Sustainability is no different. For me, the key to understanding sustainability is to first understand societies and communities and how we can all work together. After all, even for all our differences and diversities, don’t we still share the same planet? The same sky? The same sun? When we view life, and, more specifically, human life this way, every action we take becomes intrinsically linked not only to each other, but also to our planet. 
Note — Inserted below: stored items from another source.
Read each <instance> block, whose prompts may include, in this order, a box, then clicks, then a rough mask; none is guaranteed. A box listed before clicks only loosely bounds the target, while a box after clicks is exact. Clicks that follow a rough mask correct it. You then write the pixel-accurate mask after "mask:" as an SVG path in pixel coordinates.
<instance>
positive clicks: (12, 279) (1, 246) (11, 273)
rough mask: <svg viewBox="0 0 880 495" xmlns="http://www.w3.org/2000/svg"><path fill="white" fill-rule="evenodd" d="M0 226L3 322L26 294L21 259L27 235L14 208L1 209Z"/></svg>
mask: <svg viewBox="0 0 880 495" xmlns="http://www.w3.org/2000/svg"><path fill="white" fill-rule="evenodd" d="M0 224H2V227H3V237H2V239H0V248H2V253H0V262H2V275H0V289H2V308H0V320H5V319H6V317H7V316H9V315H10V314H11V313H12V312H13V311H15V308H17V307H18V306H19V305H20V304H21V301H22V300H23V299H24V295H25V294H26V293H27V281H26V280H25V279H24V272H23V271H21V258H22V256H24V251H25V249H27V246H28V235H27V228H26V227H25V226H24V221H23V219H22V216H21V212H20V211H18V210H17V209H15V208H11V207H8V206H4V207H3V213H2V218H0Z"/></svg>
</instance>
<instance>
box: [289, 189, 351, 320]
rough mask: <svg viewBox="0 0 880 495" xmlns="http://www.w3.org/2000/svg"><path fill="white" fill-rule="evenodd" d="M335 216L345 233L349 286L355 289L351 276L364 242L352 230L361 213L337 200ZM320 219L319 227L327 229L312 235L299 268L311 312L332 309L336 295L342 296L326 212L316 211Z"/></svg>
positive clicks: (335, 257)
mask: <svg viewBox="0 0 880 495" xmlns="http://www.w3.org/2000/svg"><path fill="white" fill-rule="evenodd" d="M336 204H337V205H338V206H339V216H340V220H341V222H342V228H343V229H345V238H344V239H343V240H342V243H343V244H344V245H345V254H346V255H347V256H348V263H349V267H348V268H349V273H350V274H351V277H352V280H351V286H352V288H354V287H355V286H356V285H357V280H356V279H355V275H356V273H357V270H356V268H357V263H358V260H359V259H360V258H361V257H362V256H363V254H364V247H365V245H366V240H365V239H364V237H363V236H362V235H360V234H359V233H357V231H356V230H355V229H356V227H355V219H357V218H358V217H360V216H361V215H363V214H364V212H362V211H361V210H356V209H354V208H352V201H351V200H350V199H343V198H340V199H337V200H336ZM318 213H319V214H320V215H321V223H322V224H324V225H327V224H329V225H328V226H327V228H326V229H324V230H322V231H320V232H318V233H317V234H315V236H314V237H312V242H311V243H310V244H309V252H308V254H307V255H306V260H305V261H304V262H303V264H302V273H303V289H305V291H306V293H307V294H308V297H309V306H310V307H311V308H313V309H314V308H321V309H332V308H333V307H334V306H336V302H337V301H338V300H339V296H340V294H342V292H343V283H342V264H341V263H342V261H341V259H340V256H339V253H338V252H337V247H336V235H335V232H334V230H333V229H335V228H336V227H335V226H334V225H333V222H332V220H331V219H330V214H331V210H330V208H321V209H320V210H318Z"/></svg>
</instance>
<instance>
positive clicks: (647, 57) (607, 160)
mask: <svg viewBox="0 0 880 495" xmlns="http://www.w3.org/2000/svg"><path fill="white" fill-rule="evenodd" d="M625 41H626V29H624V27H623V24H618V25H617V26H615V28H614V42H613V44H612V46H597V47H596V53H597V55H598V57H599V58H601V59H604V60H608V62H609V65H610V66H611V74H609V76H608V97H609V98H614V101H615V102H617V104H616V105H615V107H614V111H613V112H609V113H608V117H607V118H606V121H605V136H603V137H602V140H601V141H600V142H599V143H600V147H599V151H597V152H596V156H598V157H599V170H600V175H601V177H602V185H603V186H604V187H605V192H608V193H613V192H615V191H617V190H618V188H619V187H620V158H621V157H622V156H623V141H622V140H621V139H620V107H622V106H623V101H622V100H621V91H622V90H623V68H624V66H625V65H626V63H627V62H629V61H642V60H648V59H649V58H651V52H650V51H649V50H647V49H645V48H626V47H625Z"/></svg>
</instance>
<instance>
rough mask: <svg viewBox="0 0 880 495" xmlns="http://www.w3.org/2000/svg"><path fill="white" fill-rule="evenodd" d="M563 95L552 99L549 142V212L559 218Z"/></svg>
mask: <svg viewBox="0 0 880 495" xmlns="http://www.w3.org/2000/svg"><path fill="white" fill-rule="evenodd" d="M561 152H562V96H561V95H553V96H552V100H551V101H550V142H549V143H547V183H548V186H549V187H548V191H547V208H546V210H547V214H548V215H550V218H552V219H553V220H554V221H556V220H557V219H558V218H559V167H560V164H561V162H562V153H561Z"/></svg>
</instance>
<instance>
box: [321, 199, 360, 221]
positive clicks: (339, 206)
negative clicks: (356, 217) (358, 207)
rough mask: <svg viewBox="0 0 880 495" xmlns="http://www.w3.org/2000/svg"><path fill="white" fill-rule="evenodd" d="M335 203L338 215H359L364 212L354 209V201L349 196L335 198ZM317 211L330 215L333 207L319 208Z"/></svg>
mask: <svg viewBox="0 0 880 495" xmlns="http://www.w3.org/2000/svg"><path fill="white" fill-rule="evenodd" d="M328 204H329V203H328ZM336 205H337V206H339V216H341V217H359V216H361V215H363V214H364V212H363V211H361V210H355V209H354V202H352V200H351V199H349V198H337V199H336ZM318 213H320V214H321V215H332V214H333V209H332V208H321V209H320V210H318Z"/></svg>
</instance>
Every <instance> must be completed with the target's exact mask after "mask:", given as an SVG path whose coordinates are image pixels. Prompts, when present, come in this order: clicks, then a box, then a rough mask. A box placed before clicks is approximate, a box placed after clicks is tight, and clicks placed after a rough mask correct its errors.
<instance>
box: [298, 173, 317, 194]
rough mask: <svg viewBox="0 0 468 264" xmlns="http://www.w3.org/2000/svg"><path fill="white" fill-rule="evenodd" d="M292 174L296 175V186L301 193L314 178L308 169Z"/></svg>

As mentioned before I started rambling about what I might have been in a past life, I’ve grown up by the beach. Walking home with bare feet and salt drying in my hair had become a routine by the time I was old enough to swim. As a child, summer meant wading out as the tide retreated to look for rockpools and hunt for crabs. Every stone would be turned over, every fish that swam by would be watched with wide eyes, and even though the seaweed terrified me (something I’ve never quite overcome, even at 20!) I always admired the different ways it grew and floated and carried with it schools of little fish and other creatures. 

Image description: Holly standing in sunglasses and a wetsuit at a stony beach on the north Kent coast.

While I wouldn’t trade these memories for anything, they’ve come with the downside of witnessing first-hand how the state of our marine life has declined over the last two decades I’ve been alive. I’ve been fortunate enough to have parents who always placed emphasis on ‘green behaviour’ and sustainability, and growing up my mum taught me the importance of preservation and reducing waste. One of my fondest memories is the yearly harvests we’d have in the garden, and how putting my hands in the dirt and foraging for potatoes and other root vegetables felt like a strange sort of lucky dip.

This value and appreciation for life is something I want to pass on to other people, in whatever form I can. There is endless beauty in the world around us, and an amount of species that still to this day I can’t quite get my head around. It’s our job, as a society, as a community (there’s that word again!) to uphold and maintain the environments we live in. I’ll never forget the first time I held a bee in my hand, or chased ladybirds through my mum’s flowers, or watched birds and crabs and lizards and insects scuttle across the beaches.

These experiences are human, they are indiscriminate and open to all. Caring for and nurturing nature has the benefit of also teaching us how to care for and nurture each other. We are, after all, one species in a world with thousands of others, and I hope that in my time in the Student Green Office I’ll be able to share even a fraction of these values with you.